Necesitamos volver al Evangelio. Pero no al evangelio dulcificado, espiritualista, separado de la vida. Sino al Evangelio que quema, que incomoda, que denuncia. El Evangelio que une oración con acción, fe con compromiso, culto con justicia. Porque sin eso, nuestras procesiones son teatro. Y nuestras oraciones, ruido vacío.

La teología que nace del sufrimiento, como la que han vivido muchos de nuestros hermanos en América Latina o África, sabe que Dios no está en el trono, sino en la calle. Que no bendice a los poderosos, sino que exalta a los humildes. Esa teología, viva, encarnada, nos grita hoy desde los pasos inciertos de los migrantes. Nos grita: “No se puede amar a Dios y despreciar al extranjero. No se puede comulgar con Cristo y cerrar la puerta al que llama”.

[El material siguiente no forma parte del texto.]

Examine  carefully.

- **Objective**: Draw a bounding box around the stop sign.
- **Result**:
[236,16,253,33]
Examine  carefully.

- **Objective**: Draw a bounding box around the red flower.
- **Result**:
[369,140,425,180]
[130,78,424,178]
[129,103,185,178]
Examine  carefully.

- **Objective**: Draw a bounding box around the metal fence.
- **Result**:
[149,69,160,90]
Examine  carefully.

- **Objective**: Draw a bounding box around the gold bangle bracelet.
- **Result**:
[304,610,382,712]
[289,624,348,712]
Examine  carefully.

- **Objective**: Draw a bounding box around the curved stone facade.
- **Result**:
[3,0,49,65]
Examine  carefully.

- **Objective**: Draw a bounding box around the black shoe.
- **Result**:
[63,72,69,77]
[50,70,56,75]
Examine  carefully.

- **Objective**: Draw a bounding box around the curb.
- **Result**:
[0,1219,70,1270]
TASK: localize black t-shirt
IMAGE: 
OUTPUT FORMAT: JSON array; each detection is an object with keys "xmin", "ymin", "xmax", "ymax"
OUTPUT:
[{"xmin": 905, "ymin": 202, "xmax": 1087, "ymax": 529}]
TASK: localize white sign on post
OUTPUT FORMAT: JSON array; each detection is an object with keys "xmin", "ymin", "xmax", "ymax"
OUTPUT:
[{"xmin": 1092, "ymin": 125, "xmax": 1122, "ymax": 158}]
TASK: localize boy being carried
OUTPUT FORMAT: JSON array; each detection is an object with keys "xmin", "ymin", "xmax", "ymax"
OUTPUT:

Cada vez que un inmigrante es rechazado, Cristo vuelve a ser crucificado. Cada vez que se le acoge, se cumple el Reino. No hay término medio. No hay neutralidad cristiana posible ante el sufrimiento del otro.

Por eso, cuando veas pasar esa procesión que no está en el programa oficial, que no tiene banda ni costaleros, párate. Mírala. Escucha. Porque quizás ahí, justo ahí, está Dios pasando. Como siempre, disfrazado de pobre. Como siempre, sin aplausos. Como siempre, en silencio. Pero con la esperanza viva de que alguien, por fin, lo reconozca.